Dark liquidity
As many of you will know, a ‘lit’ market, like the ASX and Chi-X, allows orders to be seen before the market matches them. Dark liquidity however, has no or little pre-trade transparency. On current estimates, dark liquidity may account for as much as 30% of market turnover. There are independent dark markets and also ‘crossings’ markets, which while originally operated by the major investment banks for their institutional clients’ large order flows, are now open to a broader range of market users.
Dark pools, which are a subset of dark liquidity, are now required to register with ASIC and provide monthly statistics of their activity.
The number of dark pools has increased almost fourfold since 2009. Given this growth, the changing nature of dark liquidity, as well as new forms of activity that challenge the boundaries of what we have traditionally considered to be manipulation, ASIC’s dark liquidity taskforce will consider how these dark pools are impacting the market in Australia, and whether our historically light-touch approach needs to be reconsidered.
As ASIC only sees the final trades when they are posted to the lit market, the taskforce will also look at how dark pools are supervised. We will consider whether a pool is truly dark to everyone, or whether an information asymmetry exists. We will also look at whether the dark market operator’s proprietary desk, or even a favoured client, is able to see orders coming through and pick the best ones.
The taskforce will review conduct in dark pools and other trading done off-market. This review will look at compliance with market integrity rules, and review conduct in dark pools and other trading done offmarket for compliance with the Corporations Act and market integrity rule obligations. This will focus on market manipulation, insider trading, handling of client money, conflicts, records and disclosure. ASIC will take enforcement action for non-compliance where appropriate. The taskforce will also consider the nature of trading by high frequency traders in dark pools and whether certain behaviour should be discouraged. We will propose new rules where necessary.
The taskforce will also consider more “market operator-like” obligations for dark pools (e.g. conflict management; monitoring; information dissemination; transparency of access, pricing, operations) and review the extent of payment for order flow and facilitation in our market and the impact on outcomes for client.
It will also consider whether incentives beyond our meaningful price improvement proposal are required to foster price discovery, for example, amending tick sizes.
All up, we are confident that the taskforce will provide the means for further promotion of market quality for delivering efficient price formation, informing investors about how their orders are executed, and overall confidence in the integrity of the market.High frequency trading
HFT is generally considered to be trading characterized by the automatic generation of large numbers of trades based on price movements and market information, with traders holding positions for a very short time. While not as prevalent in Australia as it is overseas, HFT is growing. Industry feedback suggests it may now account for 15-25% of equity market turnover. This is up from 3-4% which was estimated by the industry in February 2010.
ASIC acknowledges the increased role of technology and the efficiency benefits it brings, particularly from greater liquidity. However, we are also aware that it brings with it new regulatory risks. ASIC has no tolerance for any form of market misconduct, whether it originates from high frequency traders or other participants. We expect the taskforce to provide us with a better understanding of how HFT operates in this market, and whether there are any abusive practices or inadequate filtering trends emerging.

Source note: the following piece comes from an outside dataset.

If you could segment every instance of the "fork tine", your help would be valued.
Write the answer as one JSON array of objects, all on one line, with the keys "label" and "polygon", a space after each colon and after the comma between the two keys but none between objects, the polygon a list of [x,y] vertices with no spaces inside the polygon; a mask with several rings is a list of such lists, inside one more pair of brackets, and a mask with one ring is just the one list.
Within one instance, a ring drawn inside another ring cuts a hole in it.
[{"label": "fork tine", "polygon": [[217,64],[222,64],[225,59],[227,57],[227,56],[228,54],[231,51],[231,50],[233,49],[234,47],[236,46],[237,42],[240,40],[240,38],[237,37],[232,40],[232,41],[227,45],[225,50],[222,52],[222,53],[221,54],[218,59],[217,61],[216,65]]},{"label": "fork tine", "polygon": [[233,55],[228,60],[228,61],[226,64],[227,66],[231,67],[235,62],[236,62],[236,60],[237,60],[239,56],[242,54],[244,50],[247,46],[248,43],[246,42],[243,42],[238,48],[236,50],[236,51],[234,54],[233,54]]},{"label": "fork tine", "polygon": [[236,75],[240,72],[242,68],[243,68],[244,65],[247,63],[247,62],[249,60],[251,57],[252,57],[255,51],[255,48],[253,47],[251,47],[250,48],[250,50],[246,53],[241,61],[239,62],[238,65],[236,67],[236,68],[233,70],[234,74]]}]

ASIC already monitors HFT and algorithmic trading as part of its ongoing supervisory function. We use the current rules that are in place to mitigate some of the regulatory concerns about electronic trading, including HFT. Participants are already required to have controls in place, and unfiltered DMA is prohibited under existing market integrity rules.
The taskforce will go further and consider whether the current framework is equipped to deal with the continued expansion of HFT. The taskforce will analyse the prevalence, nature and impact of HFT in our market (and abroad) as well as consider the drivers for growth. It will conduct surveillances examining the conduct of HFTs for non-compliance with the market integrity rules and the Corporations Act, and will take enforcement action for non-compliance where appropriate. It will assess algorithms employed by high frequency traders and whether certain types of trading or strategies that are disruptive should be prohibited.
The taskforce will also consider the nature of trading by high frequency traders and on which markets they are most prevalent, and whether there is a positive correlation between speed to market and profitability.
As always, ASIC is looking forward to engaging with the industry and the markets in considering the issues discussed above. If we believe there should be changes to the current rules, we will consult and work closely with the industry on implementation. The responsibility in working to ensure our markets are fair and efficient, and investors retain their confidence in the markets is a collective one, and one that we should all contribute towards.